Ethical Considerations
Institutional review board approval was obtained at the University of Illinois Chicago (protocol number: 2019-1333). We obtained informed consent from all participants before the screening protocols. Participants were informed of their right to withdraw at any time, and confidentiality was rigorously maintained with data anonymization and secure storage protocols. We also have provisions for handling sensitive information and incidental findings responsibly, ensuring that participants are supported throughout the study and in the aftermath of any discoveries made during research activities. To minimize potential risk from study procedures, (1) participants were carefully screened to exclude those who were physically, neurologically, or psychiatrically at risk or had a prior or current history of a major medical, neurological, or psychiatric disorder; (2) studies were conducted in areas located in close proximity to a hospital, where emergency assistance can be obtained; and (3) a complete medical history, review of medications and physical symptoms or signs were performed before entry into this study. Furthermore, the evaluation of mood disorders included suicide risk screening by a board-eligible or board-certified psychiatrist. Participants with active suicidal ideation were excluded from the study. If a participant exhibited active suicidal ideation, they were connected to a doctoral-level study staff for emergent psychiatric evaluation. If needed, patients with elevated suicide risk were offered inpatient hospitalization or an immediate clinical evaluation in either the emergency room or an outpatient clinic. Participants were compensated through cheques or gift cards 4-8 weeks after the end of their participation, with values commensurate to their involvement.
Results
plots the histogram of daily backspace rates across participants across days. The average daily backspace rate is 0.161 (SD 0.062). For participants in the mood disorder group, the average daily backspace rate is 0.165 (SD 0.066). For participants in the healthy control group, the average backspace rate is 0.145 (SD 0.051). Using a linear mixed-effects model with random intercepts accounting for the nested data structure from daily data, the backspace rates on the continuous scale did not differ between participants in the HC and in the MD groups (P=.11).
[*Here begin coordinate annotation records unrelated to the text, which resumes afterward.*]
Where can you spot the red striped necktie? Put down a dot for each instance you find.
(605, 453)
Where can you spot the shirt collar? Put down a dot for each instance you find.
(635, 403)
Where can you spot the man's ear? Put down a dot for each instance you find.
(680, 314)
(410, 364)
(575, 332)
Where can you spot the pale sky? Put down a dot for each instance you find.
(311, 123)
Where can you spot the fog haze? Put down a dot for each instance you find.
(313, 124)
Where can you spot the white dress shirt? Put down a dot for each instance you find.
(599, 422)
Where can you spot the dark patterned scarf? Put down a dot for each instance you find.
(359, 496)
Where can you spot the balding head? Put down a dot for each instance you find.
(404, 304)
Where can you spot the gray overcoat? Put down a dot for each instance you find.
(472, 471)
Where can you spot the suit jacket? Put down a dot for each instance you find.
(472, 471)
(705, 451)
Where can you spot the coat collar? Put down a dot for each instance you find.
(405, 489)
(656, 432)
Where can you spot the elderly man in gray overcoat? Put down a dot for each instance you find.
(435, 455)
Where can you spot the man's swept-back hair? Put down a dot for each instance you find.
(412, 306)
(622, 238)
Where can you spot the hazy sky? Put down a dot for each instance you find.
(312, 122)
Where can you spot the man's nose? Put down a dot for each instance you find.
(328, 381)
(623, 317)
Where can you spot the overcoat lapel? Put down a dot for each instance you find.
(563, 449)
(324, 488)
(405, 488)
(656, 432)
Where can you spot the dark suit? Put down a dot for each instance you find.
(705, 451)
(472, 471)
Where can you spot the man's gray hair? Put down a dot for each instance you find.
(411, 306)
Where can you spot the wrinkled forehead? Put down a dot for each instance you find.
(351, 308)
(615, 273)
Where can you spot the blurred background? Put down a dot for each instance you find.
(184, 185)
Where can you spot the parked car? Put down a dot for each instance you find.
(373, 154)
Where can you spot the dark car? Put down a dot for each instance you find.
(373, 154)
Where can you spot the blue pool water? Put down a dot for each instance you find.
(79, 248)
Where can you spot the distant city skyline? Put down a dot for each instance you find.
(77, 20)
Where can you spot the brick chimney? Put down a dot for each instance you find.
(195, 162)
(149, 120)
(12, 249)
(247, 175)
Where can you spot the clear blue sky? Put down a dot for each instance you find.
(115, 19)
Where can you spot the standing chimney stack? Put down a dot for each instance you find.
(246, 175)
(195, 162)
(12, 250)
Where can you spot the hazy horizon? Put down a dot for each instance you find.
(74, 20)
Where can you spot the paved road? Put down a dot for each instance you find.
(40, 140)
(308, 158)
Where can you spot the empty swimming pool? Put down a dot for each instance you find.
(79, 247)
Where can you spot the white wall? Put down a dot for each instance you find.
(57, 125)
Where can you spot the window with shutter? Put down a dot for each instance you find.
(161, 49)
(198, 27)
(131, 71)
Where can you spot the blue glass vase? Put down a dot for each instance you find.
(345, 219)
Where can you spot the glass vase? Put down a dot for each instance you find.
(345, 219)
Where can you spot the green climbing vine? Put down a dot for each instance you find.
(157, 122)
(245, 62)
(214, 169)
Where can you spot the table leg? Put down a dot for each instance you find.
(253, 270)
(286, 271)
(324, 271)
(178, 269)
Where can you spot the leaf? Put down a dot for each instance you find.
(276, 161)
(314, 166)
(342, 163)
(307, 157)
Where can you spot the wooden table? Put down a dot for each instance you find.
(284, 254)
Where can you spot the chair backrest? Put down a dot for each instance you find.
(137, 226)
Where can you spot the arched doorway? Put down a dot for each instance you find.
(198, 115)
In terms of usability, the average across all questions was 5.28, indicating general ease of use. The average ratings for individual questions were as follows: (1) 5.47 for “I learn to use it quickly,” (2) 5.57 for “I easily remember how to use it,” (3) 5.24 for “It is easy to learn to use it,” and (4) 4.84 for “I quickly became skillful with it.” These detailed responses reflect a high level of user acceptance and positive interaction with the app.
Phenotype Identification
Models with 2 to 4 classes, respectively, had DICs of –9061.370, –9669.93, and –9772.263. The 4-class model demonstrated the best internal fit per DIC but had 1 class with only 2 individuals. While considering the relation between estimated classes and mood disorder diagnoses, we found that both the 3-class (χ2(4)=10.95, P=.03) and the 4-class (χ2(6)=13.48, P=.04) models showed significant associations to mood disorder diagnoses. Taken together, the 3-class model was selected.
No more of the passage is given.